3. Ainda que se considere que o recluso conta com apoio familiar, tem projecto exequível de retorno à actividade de mecânica automóvel, decorreram anos desde a prática dos factos e o início do cumprimento de pena e beneficiou já de licenças de saída, que decorreram sem notícia de anomalias, certo é r não menos relevante que, por um lado, uma coisa é gozar quatro ou cinco dias de uma licença de saída e, coisa muito diversa, será a saída do condenado do meio penitenciário, para ser colocado em adaptação à liberdade condicional (até 2 de Maio de 2014, data esta em que, por atingido o cumprimento do meio da pena, seria colocado em liberdade condicional), com a obrigação de permanência na habitação, sob vigilância por meios electrónicos e, provavelmente, com permissão de daí se ausentar, para desempenhar actividade profissional, para além disso, o condenado retomaria condições que antes lhe permitiram a prática criminosa.
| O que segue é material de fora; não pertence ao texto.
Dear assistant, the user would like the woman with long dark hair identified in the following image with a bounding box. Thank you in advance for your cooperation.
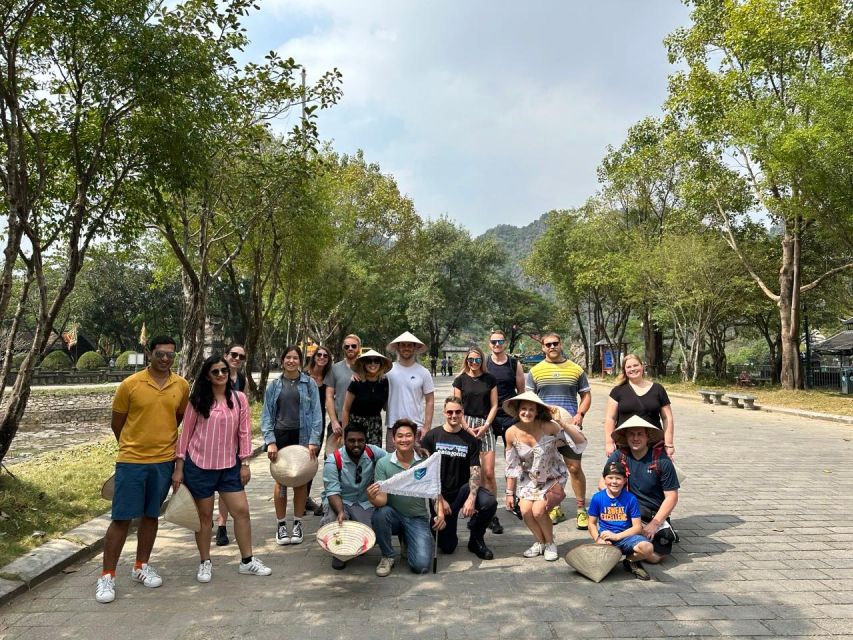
[172,356,272,582]
[261,345,323,545]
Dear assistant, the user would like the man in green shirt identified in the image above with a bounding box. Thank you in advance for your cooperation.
[367,418,444,577]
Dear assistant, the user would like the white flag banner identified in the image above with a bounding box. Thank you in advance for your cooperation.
[379,452,441,498]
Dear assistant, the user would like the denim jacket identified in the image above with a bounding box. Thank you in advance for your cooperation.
[261,371,323,447]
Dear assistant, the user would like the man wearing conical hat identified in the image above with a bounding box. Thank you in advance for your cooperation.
[385,331,435,451]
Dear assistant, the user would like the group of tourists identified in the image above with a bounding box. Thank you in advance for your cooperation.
[96,331,679,603]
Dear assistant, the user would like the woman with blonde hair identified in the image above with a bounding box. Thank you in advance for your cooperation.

            4. Além de exigências de prevenção geral e ainda que em grau menor – ainda que não “francamente mitigadas” -, subsistem consideráveis exigências de prevenção especial, pelas razões apontadas na douta decisão impugnada e referenciadas na presente resposta, relacionadas com uma postura, ainda adoptada pelo condenado, reveladora de escassa interiorização do desvalor dos seus actos criminais e demonstrativa de falta de reconhecimento pleno das graves consequências deles geradas e da extensão das responsabilidades próprias.
            5. Estas exigências de prevenção especial e geral tornam inviável um juízo de prognose favorável à pretensão do recluso que se mostraria, aliás, incompatível com a defesa da ordem e da paz social.
             6.(…),
            7. Nem ofende qualquer preceito legal e, designadamente, os artigos 188.º, do CEPMPL, e 127.º, do CPP, apontados na motivação do recorrente; bem pelo contrário, dá expressão ao princípio da livre apreciação da prova, enunciado nesse artigo 127.º, e interpreta e aplica, correctamente, o disposto nos artigos 61.º, n.º 2, alíneas a) e b), e 62.º, do Código Penal, conjugados com aquele artigo 188.º, do CEPMPL.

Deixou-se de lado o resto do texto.